With regards to the flight sim.
there are reports that the captain was also doing work for a flight sim company
Although that may have been discredited
Not heard of any reports like that.
And that the Radar has a % of accuracy and at the Altitude is way off
Radar doesn't give you altitude - it gives angle, range and doppler (although search radars will be doppler ambiguous). You can sort of work out altitude from that, but yes there will be errors. How big they are depends on the radar and where the target is.
Interesting theory about shadowing another plane... http://keithledgerwood.tumblr.com/post/79838944823/did-malaysian-airlines-370-disappear-using-sia68
Its an interesting theory, one question i have is just how close would the Malaysia plane have to get to the 777 before radar would detect it as a single plane, rather than two very close planes with one active transponder? I know that theoretically you could hide the Malaysia plane in the shadow of the 777 if there was just one radar, but if there is more than one radar station that could pick the planes up, this would be very difficult.
Pilots on other forums are saying that it couldn't actually get to 45'000 ft. And that the Radar has a % of accuracy and at the Altitude is way off
A sensible view of what might have happened from a pilot, looking at it from the pilot's view and discounting all the speculative conspiracy theories:
https://plus.google.com/106271056358366282907/posts/GoeVjHJaGBz
The plane has a certified service ceiling of 43,100ft, so no it would not be able to reach 45,000ft. The last time pilots stupidly tried to exceed an airliners service ceiling it destroyed the engines and the plane crashed.
The last voice comms to ATC from the plane (after ACARS has gone off), have they done any voice analysis to confirm it was the crew speaking?
A sensible view of what might have happened from a pilot, looking at it from the pilot's view and discounting all the speculative conspiracy theories:
https://plus.google.com/106271056358366282907/posts/GoeVjHJaGBz
Makes you wonder whether pilots should have the ability to disable the transponder. Maybe an automatic system would be best.
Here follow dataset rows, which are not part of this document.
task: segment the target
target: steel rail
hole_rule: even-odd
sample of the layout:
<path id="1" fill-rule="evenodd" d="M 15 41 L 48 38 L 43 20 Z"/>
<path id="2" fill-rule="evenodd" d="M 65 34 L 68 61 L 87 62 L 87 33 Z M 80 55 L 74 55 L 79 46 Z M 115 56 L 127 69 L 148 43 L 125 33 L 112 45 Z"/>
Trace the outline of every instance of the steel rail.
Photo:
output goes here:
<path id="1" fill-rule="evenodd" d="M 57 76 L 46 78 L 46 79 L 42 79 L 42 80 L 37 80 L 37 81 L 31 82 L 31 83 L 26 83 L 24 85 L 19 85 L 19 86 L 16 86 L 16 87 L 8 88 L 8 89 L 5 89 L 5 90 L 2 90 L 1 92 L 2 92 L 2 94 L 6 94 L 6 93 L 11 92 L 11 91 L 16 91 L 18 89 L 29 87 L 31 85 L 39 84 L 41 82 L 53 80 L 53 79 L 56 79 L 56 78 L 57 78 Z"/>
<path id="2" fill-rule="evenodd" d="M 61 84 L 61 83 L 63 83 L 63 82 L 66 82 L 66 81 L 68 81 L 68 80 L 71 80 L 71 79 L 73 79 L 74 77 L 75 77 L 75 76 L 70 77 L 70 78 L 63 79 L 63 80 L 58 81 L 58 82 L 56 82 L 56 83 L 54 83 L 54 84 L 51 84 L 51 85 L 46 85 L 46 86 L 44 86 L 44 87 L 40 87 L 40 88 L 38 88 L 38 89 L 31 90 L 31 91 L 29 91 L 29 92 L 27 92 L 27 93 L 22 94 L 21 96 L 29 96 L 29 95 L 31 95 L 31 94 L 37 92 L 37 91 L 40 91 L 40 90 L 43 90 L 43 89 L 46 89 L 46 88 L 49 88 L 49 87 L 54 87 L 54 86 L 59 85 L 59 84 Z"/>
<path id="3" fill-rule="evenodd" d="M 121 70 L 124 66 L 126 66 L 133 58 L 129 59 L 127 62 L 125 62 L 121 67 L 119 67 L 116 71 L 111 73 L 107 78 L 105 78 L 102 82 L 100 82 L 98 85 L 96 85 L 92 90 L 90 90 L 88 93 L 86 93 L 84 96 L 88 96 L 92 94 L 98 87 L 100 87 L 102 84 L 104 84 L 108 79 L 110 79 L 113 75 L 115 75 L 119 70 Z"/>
A sensible view of what might have happened from a pilot, looking at it from the pilot's view and discounting all the speculative conspiracy theories:
https://plus.google.com/106271056358366282907/posts/GoeVjHJaGBz
Makes you wonder whether pilots should have the ability to disable the transponder. Maybe an automatic system would be best.
if an electrical fire started in the transponder electronics you would definitely want to turn them off in flight
*edit*
I'm too lazy to check, but does this story still fit with the most recent known flight path which has a left turn, right turn, then a further left turn in it
Great read that. Certainly makes a lot of sense.